Market Strategy

Rubber prices drop on subdued demand

C.P. Krishnan | Updated on October 20, 2012 Published on October 20, 2012

The recovery waves witnessed in rubber prices subsequent to the global economic recuperation were undoubtedly short-lived and prices have relentlessly trimmed some of those gains. NMCE futures had earlier hit a peak of Rs 25,775 a quintal on April 2011, but the momentum spilled off and prices dropped to test Rs 15,950 a quintal in August 2012.

Steep drop in natural rubber prices in the international market and favourable climatic conditions improving production prospects amidst subdued demand from tyre manufacturers due to high price disparity between domestic and overseas prices, and concerns over quality dragged prices in the local market.

Dismal global economic outlook, enduring Euro Zone debt crisis, slowing of car sales in emerging markets and burgeoning natural rubber stockpiles in China put pressure on prices, pushing them to their lowest since later 2009 in overseas market.

Domestic scenario

India is the fourth largest producer and the third largest consumer of natural rubber in the world. For 2012-13 fiscal, rubber production in India is anticipated to rise 4.8 per cent to 9.3 lakh tonnes. Meanwhile, consumption is expected to breach-one-million mark and touch 10.06 lakh tonnes, according to Rubber Board.

For the last five years, natural rubber consumption has been outpacing production and the gap widened significantly throughout 2009-2011 period.

Auto tyre and tube sector absorb around 65 per cent of the total natural rubber consumed in the country. However, even as markets are witnessing deficit in production, the Rubber Board figures indicate that the market has remained in surplus owing to rising imports and carryover stocks.

Global Scenario

The Association of Natural Rubber Producing Countries (ANRPC) estimates a 4.9 per cent rise in production to 10.83 million tonnes (mt) among its member countries. The World’s largest natural rubber producer, Thailand is expected to produce 3.6 mt in 2012, up 4.7 per cent from 2011, according to ANRPC. Top consumer China is projected to consume 3.69 mt, 2.5 per cent higher from the previous year.

Natural rubber in major international markets such as Malaysia, Bangkok, TOCOM and SHFE has shown significant liquidation starting from the first quarter of 2011. In overseas market, prices had slumped by almost 57 per cent in August 2012 since it peaked to record high of $6.40 a Kg.

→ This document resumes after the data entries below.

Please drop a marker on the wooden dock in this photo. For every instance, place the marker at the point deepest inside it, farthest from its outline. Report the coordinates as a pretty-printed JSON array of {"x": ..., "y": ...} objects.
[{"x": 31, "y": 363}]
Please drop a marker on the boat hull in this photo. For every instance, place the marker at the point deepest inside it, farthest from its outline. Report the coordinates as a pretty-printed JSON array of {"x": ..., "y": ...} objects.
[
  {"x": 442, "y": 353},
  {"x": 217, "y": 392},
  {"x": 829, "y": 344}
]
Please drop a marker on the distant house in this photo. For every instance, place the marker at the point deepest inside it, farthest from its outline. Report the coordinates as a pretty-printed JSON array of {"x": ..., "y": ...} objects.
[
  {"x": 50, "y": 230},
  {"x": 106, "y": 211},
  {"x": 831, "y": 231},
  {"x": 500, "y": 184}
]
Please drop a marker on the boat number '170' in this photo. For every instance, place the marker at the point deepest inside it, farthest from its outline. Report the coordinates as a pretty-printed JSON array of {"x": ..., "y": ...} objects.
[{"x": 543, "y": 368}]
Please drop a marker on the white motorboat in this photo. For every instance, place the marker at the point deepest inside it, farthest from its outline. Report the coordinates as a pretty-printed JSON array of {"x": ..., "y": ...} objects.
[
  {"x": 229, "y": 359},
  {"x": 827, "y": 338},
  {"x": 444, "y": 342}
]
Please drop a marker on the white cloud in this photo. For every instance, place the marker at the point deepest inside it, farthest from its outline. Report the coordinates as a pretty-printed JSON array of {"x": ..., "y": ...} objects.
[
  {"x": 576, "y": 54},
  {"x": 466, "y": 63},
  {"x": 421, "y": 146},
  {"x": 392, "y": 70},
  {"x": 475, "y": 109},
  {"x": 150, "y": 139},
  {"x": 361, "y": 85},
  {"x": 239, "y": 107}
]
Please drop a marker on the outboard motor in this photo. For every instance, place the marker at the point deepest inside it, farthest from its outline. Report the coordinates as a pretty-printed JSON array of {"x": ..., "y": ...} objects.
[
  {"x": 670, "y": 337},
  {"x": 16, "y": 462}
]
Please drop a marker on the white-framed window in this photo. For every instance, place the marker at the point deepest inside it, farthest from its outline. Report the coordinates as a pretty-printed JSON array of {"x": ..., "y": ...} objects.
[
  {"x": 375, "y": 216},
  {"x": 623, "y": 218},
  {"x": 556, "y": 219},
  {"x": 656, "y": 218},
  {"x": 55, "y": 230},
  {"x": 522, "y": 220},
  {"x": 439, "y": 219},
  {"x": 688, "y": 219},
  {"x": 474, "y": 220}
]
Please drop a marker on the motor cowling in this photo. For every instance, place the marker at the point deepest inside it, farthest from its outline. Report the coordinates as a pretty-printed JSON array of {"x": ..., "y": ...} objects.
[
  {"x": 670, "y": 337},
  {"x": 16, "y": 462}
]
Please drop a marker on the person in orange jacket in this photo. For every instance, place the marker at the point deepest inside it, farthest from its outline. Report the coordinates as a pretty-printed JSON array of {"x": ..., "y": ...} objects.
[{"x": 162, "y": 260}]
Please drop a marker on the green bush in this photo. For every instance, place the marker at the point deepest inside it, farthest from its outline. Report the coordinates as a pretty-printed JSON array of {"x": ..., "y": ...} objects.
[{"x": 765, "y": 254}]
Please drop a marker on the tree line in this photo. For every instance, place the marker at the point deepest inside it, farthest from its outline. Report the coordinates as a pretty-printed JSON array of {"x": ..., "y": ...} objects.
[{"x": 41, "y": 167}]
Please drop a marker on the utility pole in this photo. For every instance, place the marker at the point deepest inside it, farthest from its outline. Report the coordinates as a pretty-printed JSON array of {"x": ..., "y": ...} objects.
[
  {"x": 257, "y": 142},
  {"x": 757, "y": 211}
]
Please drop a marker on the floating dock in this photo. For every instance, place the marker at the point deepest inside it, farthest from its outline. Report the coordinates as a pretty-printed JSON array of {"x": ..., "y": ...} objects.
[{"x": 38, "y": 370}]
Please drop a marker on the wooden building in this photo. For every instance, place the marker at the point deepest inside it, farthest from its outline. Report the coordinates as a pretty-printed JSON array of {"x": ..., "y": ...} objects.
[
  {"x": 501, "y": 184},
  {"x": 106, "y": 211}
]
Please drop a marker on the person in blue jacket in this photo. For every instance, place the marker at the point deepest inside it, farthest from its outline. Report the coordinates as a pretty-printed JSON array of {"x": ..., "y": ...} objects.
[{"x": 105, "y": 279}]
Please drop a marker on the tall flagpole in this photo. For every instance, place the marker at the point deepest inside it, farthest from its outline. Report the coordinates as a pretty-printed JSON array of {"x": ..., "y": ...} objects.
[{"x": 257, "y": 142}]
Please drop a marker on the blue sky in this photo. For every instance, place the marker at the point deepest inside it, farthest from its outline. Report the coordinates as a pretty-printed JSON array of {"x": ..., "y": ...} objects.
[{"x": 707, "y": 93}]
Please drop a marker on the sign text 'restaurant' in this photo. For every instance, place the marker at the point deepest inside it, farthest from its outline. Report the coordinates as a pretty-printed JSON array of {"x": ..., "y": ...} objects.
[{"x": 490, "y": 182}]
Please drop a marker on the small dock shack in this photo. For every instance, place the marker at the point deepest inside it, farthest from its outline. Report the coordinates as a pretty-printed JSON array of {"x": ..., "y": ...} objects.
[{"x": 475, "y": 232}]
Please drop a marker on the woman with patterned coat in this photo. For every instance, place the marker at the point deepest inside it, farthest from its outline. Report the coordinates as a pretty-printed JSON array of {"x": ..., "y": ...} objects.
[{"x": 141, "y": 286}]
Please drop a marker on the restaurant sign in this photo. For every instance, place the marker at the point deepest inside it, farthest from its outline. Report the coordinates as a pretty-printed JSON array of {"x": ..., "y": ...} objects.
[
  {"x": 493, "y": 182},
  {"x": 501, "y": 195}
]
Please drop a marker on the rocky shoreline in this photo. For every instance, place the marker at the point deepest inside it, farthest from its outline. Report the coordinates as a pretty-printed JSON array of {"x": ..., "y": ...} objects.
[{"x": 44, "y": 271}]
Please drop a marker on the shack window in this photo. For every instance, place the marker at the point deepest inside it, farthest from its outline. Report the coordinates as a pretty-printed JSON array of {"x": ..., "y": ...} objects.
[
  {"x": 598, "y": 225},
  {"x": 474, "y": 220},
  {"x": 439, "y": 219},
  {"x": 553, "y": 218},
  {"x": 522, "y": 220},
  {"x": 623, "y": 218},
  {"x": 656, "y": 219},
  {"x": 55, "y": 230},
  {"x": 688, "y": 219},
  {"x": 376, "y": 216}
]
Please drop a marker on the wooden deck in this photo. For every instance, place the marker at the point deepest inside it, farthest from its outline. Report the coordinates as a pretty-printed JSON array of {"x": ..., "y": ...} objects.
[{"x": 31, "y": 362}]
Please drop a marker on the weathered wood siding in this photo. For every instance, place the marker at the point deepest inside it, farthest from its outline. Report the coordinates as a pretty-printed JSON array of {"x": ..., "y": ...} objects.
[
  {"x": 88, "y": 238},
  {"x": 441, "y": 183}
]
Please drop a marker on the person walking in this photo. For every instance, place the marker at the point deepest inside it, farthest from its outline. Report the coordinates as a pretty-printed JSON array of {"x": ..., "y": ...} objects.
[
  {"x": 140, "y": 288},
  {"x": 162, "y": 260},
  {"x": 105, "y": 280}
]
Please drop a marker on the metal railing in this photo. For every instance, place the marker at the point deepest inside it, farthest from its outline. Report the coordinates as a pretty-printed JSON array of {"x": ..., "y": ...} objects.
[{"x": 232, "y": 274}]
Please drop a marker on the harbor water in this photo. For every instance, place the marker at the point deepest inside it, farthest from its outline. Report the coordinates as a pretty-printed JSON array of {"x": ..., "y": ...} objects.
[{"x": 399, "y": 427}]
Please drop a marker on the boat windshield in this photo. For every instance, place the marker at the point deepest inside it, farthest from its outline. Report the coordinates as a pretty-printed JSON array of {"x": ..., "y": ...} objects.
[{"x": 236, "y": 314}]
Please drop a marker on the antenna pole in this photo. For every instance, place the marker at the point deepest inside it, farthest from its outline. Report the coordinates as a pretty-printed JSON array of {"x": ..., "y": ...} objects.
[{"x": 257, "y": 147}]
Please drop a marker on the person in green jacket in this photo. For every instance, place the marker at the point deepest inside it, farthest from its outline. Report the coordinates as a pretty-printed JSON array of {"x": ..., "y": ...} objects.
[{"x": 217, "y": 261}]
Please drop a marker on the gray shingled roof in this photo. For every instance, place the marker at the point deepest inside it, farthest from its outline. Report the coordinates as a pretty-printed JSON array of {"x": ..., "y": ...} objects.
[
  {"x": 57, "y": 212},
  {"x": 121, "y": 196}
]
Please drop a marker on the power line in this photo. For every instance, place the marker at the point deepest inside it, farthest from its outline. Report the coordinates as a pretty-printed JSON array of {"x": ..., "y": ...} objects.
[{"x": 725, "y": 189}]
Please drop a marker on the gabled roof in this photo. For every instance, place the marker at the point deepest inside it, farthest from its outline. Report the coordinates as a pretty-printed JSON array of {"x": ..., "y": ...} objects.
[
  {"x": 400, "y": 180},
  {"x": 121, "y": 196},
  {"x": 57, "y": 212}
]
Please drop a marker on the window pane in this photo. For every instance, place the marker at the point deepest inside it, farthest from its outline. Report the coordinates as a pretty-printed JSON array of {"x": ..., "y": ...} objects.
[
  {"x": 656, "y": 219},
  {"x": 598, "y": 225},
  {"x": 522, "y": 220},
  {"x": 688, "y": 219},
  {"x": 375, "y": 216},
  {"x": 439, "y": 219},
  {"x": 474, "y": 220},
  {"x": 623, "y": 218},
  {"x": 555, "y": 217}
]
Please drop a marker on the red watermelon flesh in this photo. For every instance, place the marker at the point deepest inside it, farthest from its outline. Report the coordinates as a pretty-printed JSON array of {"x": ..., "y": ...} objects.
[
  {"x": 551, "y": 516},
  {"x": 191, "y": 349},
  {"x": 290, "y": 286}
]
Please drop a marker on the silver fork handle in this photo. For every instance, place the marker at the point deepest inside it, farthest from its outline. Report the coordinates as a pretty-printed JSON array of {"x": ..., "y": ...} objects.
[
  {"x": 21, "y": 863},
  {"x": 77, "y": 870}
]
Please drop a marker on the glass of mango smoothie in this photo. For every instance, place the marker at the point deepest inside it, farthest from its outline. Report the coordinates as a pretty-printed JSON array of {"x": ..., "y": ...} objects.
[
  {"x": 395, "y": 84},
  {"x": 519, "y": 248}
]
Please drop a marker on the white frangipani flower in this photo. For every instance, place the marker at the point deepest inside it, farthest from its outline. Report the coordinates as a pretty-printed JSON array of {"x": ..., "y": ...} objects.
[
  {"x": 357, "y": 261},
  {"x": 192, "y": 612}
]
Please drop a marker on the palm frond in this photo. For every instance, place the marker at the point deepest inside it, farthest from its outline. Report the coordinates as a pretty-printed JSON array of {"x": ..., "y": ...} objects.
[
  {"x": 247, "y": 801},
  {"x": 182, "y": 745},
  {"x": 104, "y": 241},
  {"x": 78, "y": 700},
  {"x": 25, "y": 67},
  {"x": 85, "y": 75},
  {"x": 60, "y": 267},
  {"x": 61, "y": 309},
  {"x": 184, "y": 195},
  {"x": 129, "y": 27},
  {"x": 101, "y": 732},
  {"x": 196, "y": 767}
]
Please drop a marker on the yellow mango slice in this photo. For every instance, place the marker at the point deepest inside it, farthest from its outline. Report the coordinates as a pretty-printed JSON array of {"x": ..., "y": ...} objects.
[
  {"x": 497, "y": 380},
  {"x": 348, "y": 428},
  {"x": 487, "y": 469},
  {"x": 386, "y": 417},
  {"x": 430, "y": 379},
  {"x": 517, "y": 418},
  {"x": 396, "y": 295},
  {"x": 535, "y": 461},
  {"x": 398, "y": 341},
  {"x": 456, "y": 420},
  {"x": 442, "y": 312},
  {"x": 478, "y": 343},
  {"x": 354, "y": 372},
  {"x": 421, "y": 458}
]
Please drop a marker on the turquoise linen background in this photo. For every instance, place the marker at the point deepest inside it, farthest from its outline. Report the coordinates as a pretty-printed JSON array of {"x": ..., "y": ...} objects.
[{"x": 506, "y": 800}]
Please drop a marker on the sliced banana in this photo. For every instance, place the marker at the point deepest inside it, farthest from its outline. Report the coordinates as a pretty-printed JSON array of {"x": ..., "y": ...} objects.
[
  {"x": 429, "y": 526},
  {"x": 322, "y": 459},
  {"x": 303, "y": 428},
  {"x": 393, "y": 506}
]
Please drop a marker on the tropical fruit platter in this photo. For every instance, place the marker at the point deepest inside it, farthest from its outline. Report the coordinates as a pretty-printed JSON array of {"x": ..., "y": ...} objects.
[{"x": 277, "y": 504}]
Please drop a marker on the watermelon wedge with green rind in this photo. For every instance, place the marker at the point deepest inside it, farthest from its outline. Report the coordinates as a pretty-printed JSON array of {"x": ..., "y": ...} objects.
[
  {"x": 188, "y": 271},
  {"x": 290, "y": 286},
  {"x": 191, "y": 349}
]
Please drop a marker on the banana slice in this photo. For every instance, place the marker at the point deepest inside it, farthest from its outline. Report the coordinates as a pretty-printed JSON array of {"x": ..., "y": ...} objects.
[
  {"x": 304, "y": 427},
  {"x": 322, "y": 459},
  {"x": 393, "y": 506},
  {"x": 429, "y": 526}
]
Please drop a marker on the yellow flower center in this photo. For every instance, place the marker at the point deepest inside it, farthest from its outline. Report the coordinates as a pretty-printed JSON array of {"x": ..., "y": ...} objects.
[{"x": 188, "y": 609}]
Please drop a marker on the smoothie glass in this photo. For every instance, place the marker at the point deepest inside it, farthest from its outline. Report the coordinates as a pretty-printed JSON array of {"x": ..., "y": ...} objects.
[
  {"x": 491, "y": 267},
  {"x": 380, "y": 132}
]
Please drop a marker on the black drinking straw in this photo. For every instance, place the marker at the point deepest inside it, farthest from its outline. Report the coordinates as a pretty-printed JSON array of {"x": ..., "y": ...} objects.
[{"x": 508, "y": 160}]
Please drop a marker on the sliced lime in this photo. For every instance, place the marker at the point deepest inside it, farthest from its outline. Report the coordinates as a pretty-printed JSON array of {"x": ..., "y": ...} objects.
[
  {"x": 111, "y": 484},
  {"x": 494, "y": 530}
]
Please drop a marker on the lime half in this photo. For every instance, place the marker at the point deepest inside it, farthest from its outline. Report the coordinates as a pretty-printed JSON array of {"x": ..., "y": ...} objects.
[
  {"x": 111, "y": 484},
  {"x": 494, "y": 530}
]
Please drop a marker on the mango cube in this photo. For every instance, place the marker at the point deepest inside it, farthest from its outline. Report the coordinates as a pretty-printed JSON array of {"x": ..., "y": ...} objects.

However, prices recently recovered smartly after the International Tripartite Rubber Council (ITRC) announced measures to seize falling prices.

Intervention scheme

The top three natural rubber producers, Thailand, Indonesia and Malaysia have decided to slash exports from October 1 onwards and cut down ageing trees with a view to stabilise the prices. These countries have decided to cut exports by a total of 3 lakh tonnes. The market intervention scheme adopted by Thailand and monetary easing actions taken by various central banks supported the sentiments as well.

High imports due to huge price disparity between Indian and overseas prices and excessive doping:

Natural rubber imports by India rose sharply to new high of 2,13,785 tonnes in the previous fiscal and are likely to be 1,50,000 tonnes in the current financial year according to Rubber Board’s estimates. However, the current pace suggests that imports are likely to surge exceeding estimates. So far, in the first half of the current fiscal, imports have jumped 23.5 per cent to 1,12,640 tonnes.

In spite of ample output and sufficient supply in the domestic market, tyre manufacturers prefer to import due to the wide gap between domestic and international prices. According to sources, tyre makers had signed new import deals when the domestic and international prices widened more than Rs 45 a kg a month ago.

(The author is Whole Time Director of Geojit Comtrade Ltd. The views are personal.)